I’ve since been searching for a third book. I’d really like to make this duo a trio. But after having been bombarded by the “classics” for the past four years, I’ve decided that I must be ignorant, inattentive, and a bit slow. These are the greatest works in the literary canon: Beloved, Romeo and Juliet, Tristan and Isolde, Robinson Crusoe…and the list goes on. It’s a mixed bag, the literary greats I’ve read, and not one of them can impress upon me the same emotions as my hallowed two.
This is not to say I’m a philistine by any means. I do appreciate art. Good art. But in this era of fast paced living, who has time to sit and read a book? Especially, in my experience, when it probably has little to yield. That being said, the evolution of technology has rendered us less inclined to sit and read, as if I needed more of a reason not to. It’s becoming harder and harder for me to find a third book.
The art that I take to most is music, for the same reason I took to Lowry and Fitzgerald’s novels: its ability to provoke intense reactions almost immediately upon experience. I’d have to say I’m not in the minority here. With more than 100 million iPods sold worldwide since their inception in November, 2001, they are well in demand, and people have been listening. The potential to have a 1,000+ song library is enticing. Carrying this library around in your pocket is amazing. Having it there is convenient. iPods allow us to access our favorite songs on demand, while on the go. It doesn’t slow us down, and we can still take the time to appreciate the art in walks to class, in our cars, or even while reading!
So where does this leave the book? Outdated and on its way to extinction? For so many, surely the answer is no. Unlike our music, though, we can’t read while driving, or dancing, or talking, or showering, and it’s hard to get engaged with a read walking to class. Books simply require the sort of time and interest that people have less and less of. I think art, unfortunately, is beginning to maneuver its way into the “in-between” times of our lives—when were not busy doing something else, which we often are nowadays.
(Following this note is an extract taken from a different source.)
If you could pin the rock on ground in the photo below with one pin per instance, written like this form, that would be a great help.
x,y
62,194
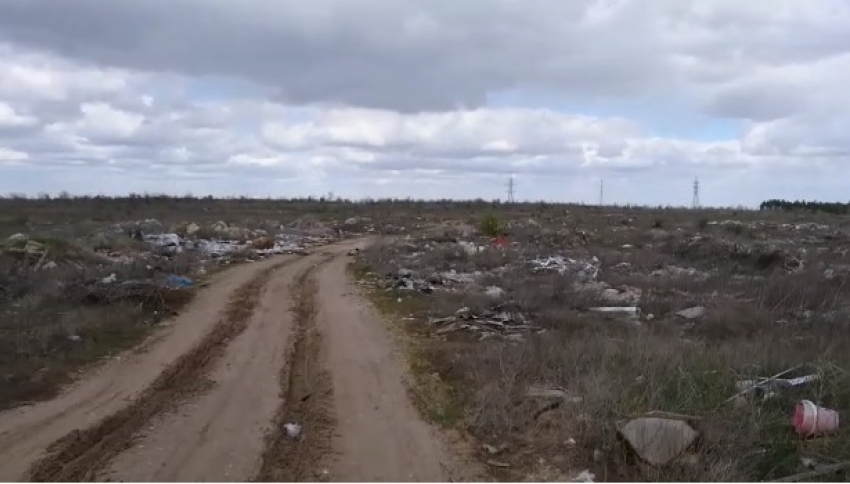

Yeah, the new Kindle is great—literature’s iPod. We still have to sit down to read it though. And with so many people on the go these days, immediate experience of emotion is what they’re looking for. It’s the nature of our society and culture: fast-paced, demanding, and an incessant desire for immediate gratification. Music can offer this, a book—not so much.
Even as an apathetic reader, I’m always curious whether I’ll ever stumble upon that third book. That’s what keeps me reading. Surely there must be something out there, amongst the shelves and shelves of old and new fiction. Though with my impending graduation, and my time growing scarcer by the year, I’m nervous that this desire will never be fulfilled. Lowry and Fitzgerald will just have to get comfortable with each other. Until then, I’ll be listening.